GET /products/_search
{
"size": 0,
"aggs": {
"price_percentile_ranks": {
"percentile_ranks": {
"field": "price",
"values": [300, 600]
}
}
}
}

Output

{
"aggregations": {
"price_percentile_ranks": {
"values": {
"300.0": 30.0,
"600.0": 60.0
}
}
}
}

In this example, prices 300 and 600 fall into the 30th and 60th percentiles, respectively.

Cardinality Aggregation

The cardinality aggregation estimates the count of distinct values.

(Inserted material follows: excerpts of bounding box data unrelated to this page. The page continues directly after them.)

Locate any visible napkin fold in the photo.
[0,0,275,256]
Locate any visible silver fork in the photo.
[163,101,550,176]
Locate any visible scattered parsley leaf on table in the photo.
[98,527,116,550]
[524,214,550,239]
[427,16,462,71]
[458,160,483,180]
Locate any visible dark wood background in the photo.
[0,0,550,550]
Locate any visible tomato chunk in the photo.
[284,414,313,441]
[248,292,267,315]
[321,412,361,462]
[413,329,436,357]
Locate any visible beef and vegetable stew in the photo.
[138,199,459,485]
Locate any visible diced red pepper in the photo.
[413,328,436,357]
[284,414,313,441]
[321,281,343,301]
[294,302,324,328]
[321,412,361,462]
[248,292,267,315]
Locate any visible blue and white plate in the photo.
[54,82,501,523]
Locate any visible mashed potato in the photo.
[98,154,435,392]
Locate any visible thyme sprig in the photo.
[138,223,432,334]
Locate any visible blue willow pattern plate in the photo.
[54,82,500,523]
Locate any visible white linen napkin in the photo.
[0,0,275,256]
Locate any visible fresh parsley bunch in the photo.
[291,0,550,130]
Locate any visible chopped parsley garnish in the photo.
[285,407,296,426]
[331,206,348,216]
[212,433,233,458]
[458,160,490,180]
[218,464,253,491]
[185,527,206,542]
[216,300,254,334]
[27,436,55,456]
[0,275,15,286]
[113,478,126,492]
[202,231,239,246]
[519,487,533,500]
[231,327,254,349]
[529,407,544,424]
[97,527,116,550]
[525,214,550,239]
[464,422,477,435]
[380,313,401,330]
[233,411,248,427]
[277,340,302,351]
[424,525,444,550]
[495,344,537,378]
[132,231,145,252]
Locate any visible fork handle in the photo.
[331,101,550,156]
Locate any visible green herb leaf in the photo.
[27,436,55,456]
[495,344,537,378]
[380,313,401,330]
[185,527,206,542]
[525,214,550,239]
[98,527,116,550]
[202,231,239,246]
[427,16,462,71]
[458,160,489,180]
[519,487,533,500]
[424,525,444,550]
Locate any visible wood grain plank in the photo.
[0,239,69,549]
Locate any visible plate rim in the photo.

Let’s estimate the number of distinct categories.

Query

GET /products/_search
{
"size": 0,
"aggs": {
"distinct_categories": {
"cardinality": {
"field": "category.keyword"
}
}
}
}

Output

{
"aggregations": {
"distinct_categories": {
"value": 3
}
}
}

In this example, there are 3 distinct categories.

Geo Bounds Aggregation

The geo-bounds aggregation computes the bounding box containing all geo-points in the field. Let’s calculate the geo-bounds for a field containing geo points.

Query

GET /locations/_search
{
"size": 0,
"aggs": {
"geo_bounds": {
"geo_bounds": {
"field": "location"
}
}
}
}

Output

{
"aggregations": {
"geo_bounds": {
"bounds": {
"top_left": {
"lat": 40.73,
"lon": -74.1
},
"bottom_right": {
"lat": 40.01,
"lon": -71.12
}
}
}
}
}

In this example, the geo-bounds aggregation calculates the bounding box for the geo-points.

Conclusion

Metric aggregations in Elasticsearch are a powerful way to perform statistical analysis on your data. They allow you to calculate averages, sums, minimums, maximums, and more, providing valuable insights into your data. By understanding and utilizing these aggregations, you can unlock the full potential of Elasticsearch for your data analytics needs. Whether you’re summarizing sales data, analyzing user behavior, or exploring any other type of numeric data, metric aggregations are an essential tool in your Elasticsearch toolkit.